I've just got my dog Pet Passported, it was pretty simple - all done at the vets. They need to be done 3 weeks before they travel. I think you need to worm them too coming from Europe. If you travel by ferry they can just stay in their carry baskets in the car for the crossing. 

The reptiles is a bit different. I'm moving to Ireland with mine so have been investigating traveling in the EU. I am pretty sure they can just go on the ferry and stay in your car in their travel containers. If they are a CITES species (which I don't think yours are) you will need paperwork for them.

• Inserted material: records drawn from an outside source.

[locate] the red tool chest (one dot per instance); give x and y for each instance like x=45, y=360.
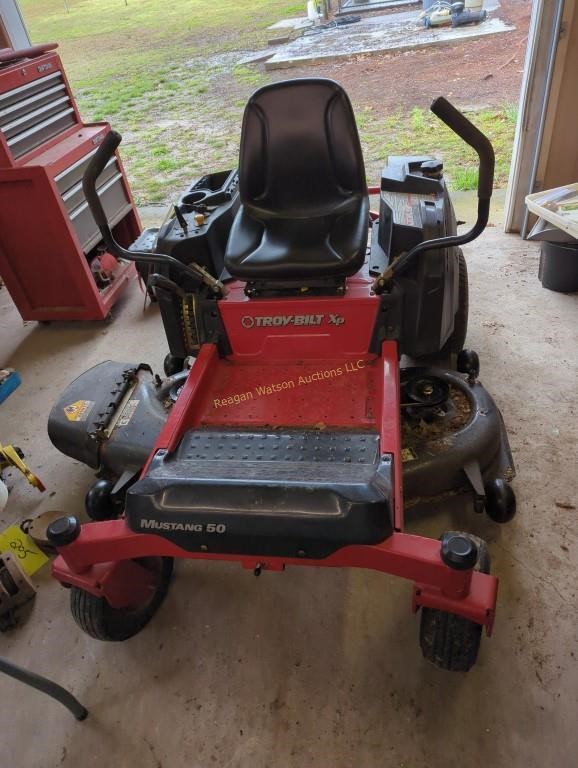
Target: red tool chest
x=48, y=237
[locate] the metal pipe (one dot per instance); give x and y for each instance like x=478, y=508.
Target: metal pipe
x=48, y=687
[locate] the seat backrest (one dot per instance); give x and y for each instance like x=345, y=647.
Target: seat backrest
x=300, y=154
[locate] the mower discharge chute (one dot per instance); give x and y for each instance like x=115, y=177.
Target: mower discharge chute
x=285, y=432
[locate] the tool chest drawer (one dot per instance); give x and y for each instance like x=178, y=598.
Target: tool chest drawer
x=35, y=112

I emailed the Irish Agriculture Department as there was a lot of conflicting information and I was told my Royals/Corns/Kings were fine, and to contact their DEFRA for anything that was CITED just to check.

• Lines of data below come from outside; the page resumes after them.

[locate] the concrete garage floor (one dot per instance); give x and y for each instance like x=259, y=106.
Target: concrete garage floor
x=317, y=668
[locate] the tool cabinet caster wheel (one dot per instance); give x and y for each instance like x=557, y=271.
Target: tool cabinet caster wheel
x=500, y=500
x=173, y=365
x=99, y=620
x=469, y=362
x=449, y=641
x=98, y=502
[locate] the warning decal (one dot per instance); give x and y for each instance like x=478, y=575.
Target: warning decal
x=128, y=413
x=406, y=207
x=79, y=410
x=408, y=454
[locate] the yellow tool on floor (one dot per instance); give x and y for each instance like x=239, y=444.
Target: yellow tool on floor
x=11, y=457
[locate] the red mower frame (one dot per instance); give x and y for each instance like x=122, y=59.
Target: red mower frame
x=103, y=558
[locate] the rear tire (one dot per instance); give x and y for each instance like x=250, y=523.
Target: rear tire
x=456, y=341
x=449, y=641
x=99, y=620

The Germans and other European breeders all bring their stock over here for the shows on the ferries so it must be fairly straightforward.



Edit - just reading that website and it says this so you'll be ok bringing them -

Other types of pet
There are no restrictions on bringing pet rodents, rabbits, birds, ornamental fish, invertebrates, amphibians and reptiles to the UK from other EU countrie


----------



## clumsyoaf (Oct 23, 2012)

I have been to reptile shows in Germany, to bring them back all you need is a receipt with the common and latin name of each species in case customs want to check. Obviously as these are already your pets and I doubt you still have receipts I would just clearly label what species each are. Someone else will probably give you further advice. One day I hope to make the same move in reverse!


----------



## Khonsu (May 20, 2009)

I've brough back snakes & lizards several times from the Hamm show over the last few years. I've never been quizzed at customs about all the boxes in the back of the car (to me looks very dodgy, 4 blokes, middle of the night, lots of boxes, departed UK two days earlier with no boxes :hmm 

Most I had was a lady customs offier saying what's in the boxes, answer snakes, response errr, go please, quickly.

The majority of the sellers at Hamm are happy to provide paperwork but as said never been asked to declare it.

I've never brought back restriced/cities restricted reptiles but with the normal aperthy apparent at the border . . . 

Good luck with your move


----------



## Athravan (Dec 28, 2006)

Those species can be driven from Germany to the UK absolutely fine. If possible having a piece of paper which states who the breeder was will help. I know it's not official but there are limits for example on the amount of WC royal pythons that can be brought in - however if stopped by customs and you tell them you are transporting your personal pets you should have no problems. 

I have been questioned about moving 50+ snakes at once from the UK to Germany and have simply showed them a receipt from the breeder with no issues.

Your cats will also be fine to move as long as they have a pet passport. This is really important so don't try and move them without it because if caught you could be left with an extremely large bill and a long quarantine period. The pet passport requires that they be microchipped and vaccinated (rabies) and you must wait at least 21 days after the rabies vaccination before travelling.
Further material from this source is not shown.